AMY GOODMAN: Gustavo Esteva, we are going to turn now to a tribute to Brad Will from his friend and fellow musician, David Rovics.

DAVID ROVICS: Brad embodied the spirit of Indymedia. He was not just covering stories that the mainstream press ignores, such as the exciting violent revolutionary moment, which has gripped Oaxaca for several months now. Brad was not risking his life to get a good shot at a confrontation at a barricade because he might get a photo on the cover of a newspaper, get some perhaps well-deserved fame and money. He was posting his communiques on Indymedia for free.

Sure, Brad was filming in order to cover history, but he was there also to make history. Brad knew that a camera is a weapon, or hopefully a shield of some sort, and sometimes can serve to deescalate a situation, to protect people from being violated, beaten, killed. And Brad knew that if the independent media didn’t document history, nobody else would.

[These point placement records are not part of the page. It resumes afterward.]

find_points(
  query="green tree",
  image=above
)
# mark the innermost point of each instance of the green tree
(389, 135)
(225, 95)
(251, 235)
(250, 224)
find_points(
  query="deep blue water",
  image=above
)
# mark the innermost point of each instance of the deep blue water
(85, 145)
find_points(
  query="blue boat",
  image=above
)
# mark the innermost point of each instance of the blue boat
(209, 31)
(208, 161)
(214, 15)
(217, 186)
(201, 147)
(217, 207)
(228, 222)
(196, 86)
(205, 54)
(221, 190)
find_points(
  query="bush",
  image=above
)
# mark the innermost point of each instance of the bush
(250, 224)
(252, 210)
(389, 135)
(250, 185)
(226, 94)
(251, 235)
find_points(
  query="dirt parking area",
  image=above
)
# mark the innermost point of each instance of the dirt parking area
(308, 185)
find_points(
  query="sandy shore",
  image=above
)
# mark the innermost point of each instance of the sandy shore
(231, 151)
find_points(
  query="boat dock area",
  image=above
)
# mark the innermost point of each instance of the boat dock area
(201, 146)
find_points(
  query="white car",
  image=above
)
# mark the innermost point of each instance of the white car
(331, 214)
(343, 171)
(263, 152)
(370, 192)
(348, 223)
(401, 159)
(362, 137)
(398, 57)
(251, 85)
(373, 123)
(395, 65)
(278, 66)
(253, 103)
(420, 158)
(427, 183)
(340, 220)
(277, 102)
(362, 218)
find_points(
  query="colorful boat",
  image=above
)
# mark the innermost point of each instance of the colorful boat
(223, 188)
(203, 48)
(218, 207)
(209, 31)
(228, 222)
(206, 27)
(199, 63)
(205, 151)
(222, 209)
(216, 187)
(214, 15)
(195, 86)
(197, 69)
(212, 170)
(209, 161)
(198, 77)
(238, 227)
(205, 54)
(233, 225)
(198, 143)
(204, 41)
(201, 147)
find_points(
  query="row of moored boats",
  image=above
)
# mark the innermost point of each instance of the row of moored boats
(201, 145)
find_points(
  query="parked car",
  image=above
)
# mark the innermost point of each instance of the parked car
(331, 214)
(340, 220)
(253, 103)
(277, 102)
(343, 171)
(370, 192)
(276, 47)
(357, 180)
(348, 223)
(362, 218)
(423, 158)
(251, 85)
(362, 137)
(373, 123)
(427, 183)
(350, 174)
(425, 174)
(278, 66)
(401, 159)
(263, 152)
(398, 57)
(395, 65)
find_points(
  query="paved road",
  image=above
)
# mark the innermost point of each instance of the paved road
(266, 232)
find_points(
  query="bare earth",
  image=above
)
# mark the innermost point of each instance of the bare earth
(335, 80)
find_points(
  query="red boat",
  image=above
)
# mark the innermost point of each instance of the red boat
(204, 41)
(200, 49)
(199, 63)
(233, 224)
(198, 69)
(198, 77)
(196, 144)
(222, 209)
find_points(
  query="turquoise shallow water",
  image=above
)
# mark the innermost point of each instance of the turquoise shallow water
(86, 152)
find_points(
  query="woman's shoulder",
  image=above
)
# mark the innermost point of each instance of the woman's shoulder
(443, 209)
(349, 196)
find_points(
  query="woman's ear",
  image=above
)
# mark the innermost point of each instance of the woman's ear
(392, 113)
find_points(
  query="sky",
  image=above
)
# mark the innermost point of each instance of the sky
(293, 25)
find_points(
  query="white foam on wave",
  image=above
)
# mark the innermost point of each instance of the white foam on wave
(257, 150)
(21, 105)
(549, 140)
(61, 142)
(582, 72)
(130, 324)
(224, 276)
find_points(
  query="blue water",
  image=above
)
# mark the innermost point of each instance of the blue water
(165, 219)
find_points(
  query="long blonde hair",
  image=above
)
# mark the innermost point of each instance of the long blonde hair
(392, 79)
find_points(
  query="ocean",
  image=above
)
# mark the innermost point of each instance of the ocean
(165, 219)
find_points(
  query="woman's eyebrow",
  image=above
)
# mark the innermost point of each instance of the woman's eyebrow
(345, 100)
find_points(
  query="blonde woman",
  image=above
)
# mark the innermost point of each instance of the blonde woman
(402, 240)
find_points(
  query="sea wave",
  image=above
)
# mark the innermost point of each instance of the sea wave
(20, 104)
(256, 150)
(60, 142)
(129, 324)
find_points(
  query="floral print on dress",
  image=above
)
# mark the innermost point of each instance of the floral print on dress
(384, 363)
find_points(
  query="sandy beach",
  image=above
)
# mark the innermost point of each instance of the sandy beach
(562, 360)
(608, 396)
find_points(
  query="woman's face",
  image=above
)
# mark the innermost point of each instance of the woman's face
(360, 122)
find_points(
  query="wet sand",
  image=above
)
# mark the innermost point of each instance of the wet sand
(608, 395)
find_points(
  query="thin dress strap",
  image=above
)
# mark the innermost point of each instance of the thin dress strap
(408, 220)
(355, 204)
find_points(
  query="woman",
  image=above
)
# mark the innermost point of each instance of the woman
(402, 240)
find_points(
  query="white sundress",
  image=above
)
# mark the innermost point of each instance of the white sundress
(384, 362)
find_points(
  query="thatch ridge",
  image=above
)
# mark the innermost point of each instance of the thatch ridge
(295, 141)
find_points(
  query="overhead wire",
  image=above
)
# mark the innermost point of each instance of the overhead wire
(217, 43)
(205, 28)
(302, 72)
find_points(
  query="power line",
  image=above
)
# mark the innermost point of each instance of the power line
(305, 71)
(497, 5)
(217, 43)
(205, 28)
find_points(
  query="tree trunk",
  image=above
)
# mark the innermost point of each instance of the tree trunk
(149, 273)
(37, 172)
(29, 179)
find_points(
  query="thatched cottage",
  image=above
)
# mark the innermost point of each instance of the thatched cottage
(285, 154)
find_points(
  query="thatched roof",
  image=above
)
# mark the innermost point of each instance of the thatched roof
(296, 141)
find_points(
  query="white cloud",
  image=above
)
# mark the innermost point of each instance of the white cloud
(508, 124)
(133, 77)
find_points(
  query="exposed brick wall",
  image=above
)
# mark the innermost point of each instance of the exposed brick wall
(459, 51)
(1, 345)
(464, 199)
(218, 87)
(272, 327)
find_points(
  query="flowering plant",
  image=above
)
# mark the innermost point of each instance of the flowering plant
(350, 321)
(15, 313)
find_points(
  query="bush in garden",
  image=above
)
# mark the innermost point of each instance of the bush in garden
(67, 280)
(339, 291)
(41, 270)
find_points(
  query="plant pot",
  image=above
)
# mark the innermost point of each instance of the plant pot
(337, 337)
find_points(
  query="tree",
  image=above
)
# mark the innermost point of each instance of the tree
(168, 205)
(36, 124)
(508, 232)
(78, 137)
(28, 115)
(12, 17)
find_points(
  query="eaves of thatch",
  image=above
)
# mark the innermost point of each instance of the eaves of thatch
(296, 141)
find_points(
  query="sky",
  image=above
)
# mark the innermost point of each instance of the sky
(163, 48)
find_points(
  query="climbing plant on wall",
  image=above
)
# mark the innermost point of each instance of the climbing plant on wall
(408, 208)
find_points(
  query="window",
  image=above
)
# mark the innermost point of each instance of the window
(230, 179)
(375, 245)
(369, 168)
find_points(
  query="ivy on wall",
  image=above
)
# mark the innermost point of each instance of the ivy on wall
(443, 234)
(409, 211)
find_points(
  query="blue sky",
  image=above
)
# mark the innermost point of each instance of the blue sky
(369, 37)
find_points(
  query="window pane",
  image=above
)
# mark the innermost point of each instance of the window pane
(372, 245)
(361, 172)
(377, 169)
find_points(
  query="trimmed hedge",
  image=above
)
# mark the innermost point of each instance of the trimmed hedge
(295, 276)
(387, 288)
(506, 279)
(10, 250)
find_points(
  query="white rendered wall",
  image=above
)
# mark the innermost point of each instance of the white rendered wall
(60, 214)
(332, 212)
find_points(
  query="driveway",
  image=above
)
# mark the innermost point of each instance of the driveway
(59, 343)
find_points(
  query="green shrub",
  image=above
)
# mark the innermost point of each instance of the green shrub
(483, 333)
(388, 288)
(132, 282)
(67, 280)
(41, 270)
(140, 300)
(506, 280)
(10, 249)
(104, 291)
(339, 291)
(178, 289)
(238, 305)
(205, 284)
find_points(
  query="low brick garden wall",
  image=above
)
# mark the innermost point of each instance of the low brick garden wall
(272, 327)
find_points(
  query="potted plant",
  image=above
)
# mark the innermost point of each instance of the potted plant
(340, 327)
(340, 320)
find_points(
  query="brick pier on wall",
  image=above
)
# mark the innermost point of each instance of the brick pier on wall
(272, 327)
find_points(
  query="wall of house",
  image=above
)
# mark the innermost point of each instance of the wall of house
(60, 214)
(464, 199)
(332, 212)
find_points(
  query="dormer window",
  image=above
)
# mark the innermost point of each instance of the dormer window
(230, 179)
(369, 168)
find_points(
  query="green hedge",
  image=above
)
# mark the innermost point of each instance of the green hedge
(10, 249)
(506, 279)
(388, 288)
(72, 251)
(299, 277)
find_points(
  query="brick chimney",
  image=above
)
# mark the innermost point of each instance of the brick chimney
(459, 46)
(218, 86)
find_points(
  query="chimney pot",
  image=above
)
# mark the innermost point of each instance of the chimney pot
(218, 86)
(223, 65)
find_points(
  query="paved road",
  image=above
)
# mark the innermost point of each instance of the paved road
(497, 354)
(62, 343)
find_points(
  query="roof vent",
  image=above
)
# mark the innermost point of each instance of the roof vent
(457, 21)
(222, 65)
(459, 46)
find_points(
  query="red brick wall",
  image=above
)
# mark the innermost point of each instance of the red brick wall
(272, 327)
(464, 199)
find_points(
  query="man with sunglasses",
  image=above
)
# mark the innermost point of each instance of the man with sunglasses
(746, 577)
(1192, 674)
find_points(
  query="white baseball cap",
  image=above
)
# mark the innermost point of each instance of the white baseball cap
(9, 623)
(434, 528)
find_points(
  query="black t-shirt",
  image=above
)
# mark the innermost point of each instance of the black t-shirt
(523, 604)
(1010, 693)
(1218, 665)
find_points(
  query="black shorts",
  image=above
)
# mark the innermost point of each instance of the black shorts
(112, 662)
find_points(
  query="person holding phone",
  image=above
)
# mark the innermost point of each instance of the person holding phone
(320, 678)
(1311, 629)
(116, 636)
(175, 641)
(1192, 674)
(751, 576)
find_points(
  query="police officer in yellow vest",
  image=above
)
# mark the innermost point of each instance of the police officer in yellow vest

Brad deeply appreciated the power of music and culture. If he did not have a camera in his hands, he often had a guitar. During some of his many travels around Latin America, he wrote emails to me about the musicians he met, with whom he shared my songs and recordings. He particularly liked my song “Saint Patrick Battalion” and reportedly shared his rendition of it with lots of people. He would not live to know just how much his life and death would resemble the San Patricios who died fighting for Mexico during the first and the U.S. invasion of that country in the 1840s.

Through all Brad did and saw on large swaths of three different continents, he somehow continually brought with him a boundless enthusiasm and obvious love of life, love of good parties and good riot. He was my favorite kind of person, my favorite kind of revolutionary: the sort who is just as comfortable talking about revolutionary theory, current events, music, relationships or smoking a bowl on a Manhattan rooftop at sunset, the kind of person who was alive in mind, body, and spirit in equal proportions.